La città italiana del jazz cominciò ad affermarsi nell'autunno del 1949, quando ospitò nell'allora Teatro Odeon il Concert Group di Louis Armstrong con solisti dello spessore di Jack Teagarden, Barney Bigard, Earl Hines, Arvell Shaw e Cozy Cole. Seguirono a ruota Duke Ellington, Benny Goodman, Ray Charles e negli anni Sessanta Miles Davis, Sonny Rollins, Ella Fitzgerald, John Coltrane, Charles Mingus, Eric Dolphy, Archie Shepp, Gerry Mulligan, Chet Baker, Sarah Vaughan... Una collezione di assi, ma basta citarli per constatare che, salvo due ancora viventi, tutti gli altri non sono più fra noi. Poi si aprirono i primi jazz club: il bellissimo ma effimero Jazz Power di piazza Duomo e il Capolinea, diventato il tempio milanese del jazz fin quasi alla fine del secolo, quando scomparve il suo fondatore Giorgio Vanni. Adesso, a quel livello, c'è per fortuna il Blue Note.

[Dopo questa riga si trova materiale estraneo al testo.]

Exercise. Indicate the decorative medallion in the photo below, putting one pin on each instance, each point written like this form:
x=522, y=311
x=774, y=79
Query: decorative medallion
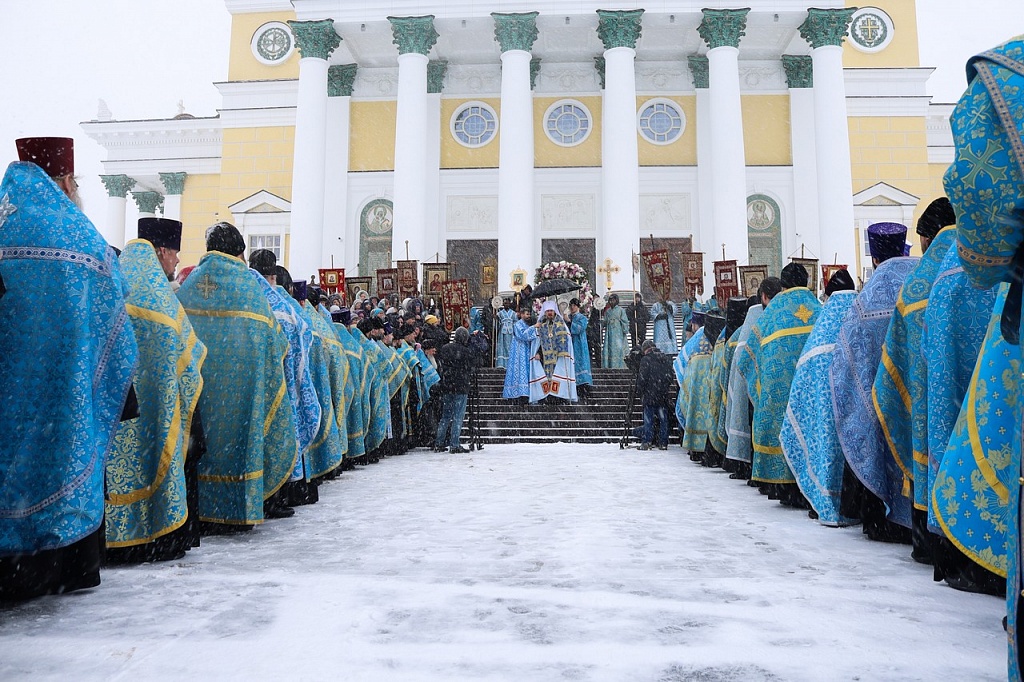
x=660, y=121
x=272, y=43
x=870, y=30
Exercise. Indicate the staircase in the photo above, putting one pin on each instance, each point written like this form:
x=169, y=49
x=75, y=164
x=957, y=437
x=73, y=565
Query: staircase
x=601, y=421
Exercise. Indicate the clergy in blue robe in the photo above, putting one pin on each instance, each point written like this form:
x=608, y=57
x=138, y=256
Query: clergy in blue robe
x=67, y=357
x=615, y=327
x=663, y=312
x=773, y=348
x=552, y=372
x=524, y=347
x=989, y=202
x=808, y=436
x=579, y=324
x=855, y=365
x=506, y=321
x=246, y=411
x=147, y=496
x=737, y=405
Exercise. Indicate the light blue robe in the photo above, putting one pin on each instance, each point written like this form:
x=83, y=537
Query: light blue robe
x=616, y=325
x=737, y=407
x=665, y=330
x=809, y=439
x=524, y=346
x=955, y=325
x=581, y=349
x=68, y=353
x=856, y=363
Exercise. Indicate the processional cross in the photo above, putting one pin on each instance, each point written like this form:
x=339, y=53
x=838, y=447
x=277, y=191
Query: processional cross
x=206, y=287
x=608, y=269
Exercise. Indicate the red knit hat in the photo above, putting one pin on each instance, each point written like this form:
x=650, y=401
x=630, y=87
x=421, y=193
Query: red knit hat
x=53, y=155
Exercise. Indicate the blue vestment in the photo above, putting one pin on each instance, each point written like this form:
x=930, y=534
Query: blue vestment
x=856, y=363
x=247, y=416
x=737, y=403
x=145, y=474
x=581, y=349
x=808, y=436
x=67, y=357
x=665, y=329
x=900, y=394
x=506, y=320
x=772, y=350
x=524, y=346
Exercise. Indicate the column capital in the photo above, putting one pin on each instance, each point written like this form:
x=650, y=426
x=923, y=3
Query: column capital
x=723, y=28
x=315, y=39
x=515, y=32
x=599, y=65
x=435, y=75
x=619, y=28
x=147, y=202
x=799, y=71
x=826, y=27
x=698, y=70
x=118, y=185
x=174, y=183
x=414, y=34
x=340, y=80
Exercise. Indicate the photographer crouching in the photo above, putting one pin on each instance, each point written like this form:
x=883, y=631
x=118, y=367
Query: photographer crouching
x=654, y=380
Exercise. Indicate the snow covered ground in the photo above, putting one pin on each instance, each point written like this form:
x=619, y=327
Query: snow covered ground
x=520, y=562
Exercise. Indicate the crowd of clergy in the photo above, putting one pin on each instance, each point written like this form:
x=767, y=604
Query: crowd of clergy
x=897, y=407
x=140, y=411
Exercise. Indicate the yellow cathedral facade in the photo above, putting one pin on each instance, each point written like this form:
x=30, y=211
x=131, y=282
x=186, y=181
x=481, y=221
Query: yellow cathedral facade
x=354, y=134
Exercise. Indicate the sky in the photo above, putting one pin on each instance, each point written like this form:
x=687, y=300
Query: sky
x=143, y=56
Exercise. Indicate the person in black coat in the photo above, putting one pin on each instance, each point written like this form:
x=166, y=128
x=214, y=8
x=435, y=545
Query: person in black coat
x=654, y=386
x=456, y=363
x=638, y=315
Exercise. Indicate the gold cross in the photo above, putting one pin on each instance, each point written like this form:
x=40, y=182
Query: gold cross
x=207, y=287
x=608, y=269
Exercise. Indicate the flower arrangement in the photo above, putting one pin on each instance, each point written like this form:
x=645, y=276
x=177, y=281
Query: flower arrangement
x=564, y=269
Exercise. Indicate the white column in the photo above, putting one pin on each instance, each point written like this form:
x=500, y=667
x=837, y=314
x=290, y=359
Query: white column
x=832, y=141
x=620, y=166
x=117, y=203
x=705, y=239
x=824, y=30
x=432, y=242
x=315, y=41
x=341, y=238
x=517, y=239
x=805, y=180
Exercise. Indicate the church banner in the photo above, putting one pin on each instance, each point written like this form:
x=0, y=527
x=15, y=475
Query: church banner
x=692, y=273
x=455, y=303
x=408, y=282
x=658, y=270
x=333, y=281
x=726, y=282
x=828, y=270
x=387, y=282
x=811, y=265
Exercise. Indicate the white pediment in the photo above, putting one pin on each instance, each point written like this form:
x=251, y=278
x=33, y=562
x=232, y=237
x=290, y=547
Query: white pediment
x=261, y=202
x=883, y=194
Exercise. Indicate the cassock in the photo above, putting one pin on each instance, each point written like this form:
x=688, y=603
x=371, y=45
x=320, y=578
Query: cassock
x=855, y=365
x=251, y=445
x=554, y=374
x=146, y=485
x=808, y=436
x=67, y=356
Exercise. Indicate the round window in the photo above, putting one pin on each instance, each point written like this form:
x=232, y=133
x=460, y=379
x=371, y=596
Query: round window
x=567, y=123
x=474, y=124
x=660, y=121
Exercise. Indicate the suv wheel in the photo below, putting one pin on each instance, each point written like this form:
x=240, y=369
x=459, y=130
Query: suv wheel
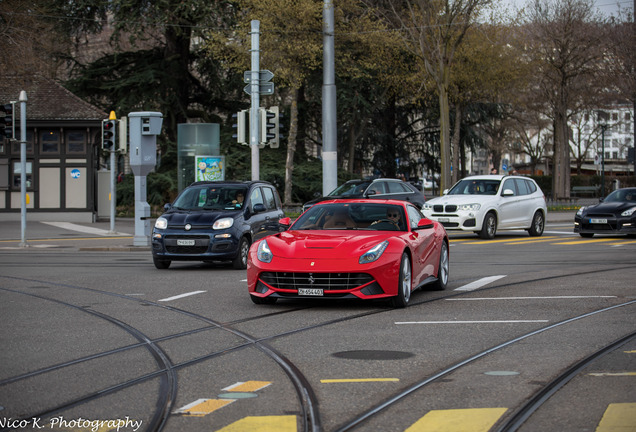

Si potrebbe dire, semplificando, che la città italiana del jazz ha perduto il titolo perché mancano quei maestri che hanno fatto del jazz la grande musica del Novecento. C'è molto di vero. Ma la musica afro-americana e i fenomeni derivati e collaterali esistono ancora. Però sono molto diversi da allora, e coloro che organizzano concerti e producono dischi e affini (Milano sotto quest'ultimo aspetto è rimasta una città importante) devono prenderne atto. I Grandi Musicisti Autodidatti - molti di quelli menzionati lo erano - non fanno più testo. A loro si chiedono oggi studi giovanili ortodossi e severi, e la precisa consapevolezza della storia della loro musica e di altre civiltà musicali, in primis della grande musica europea.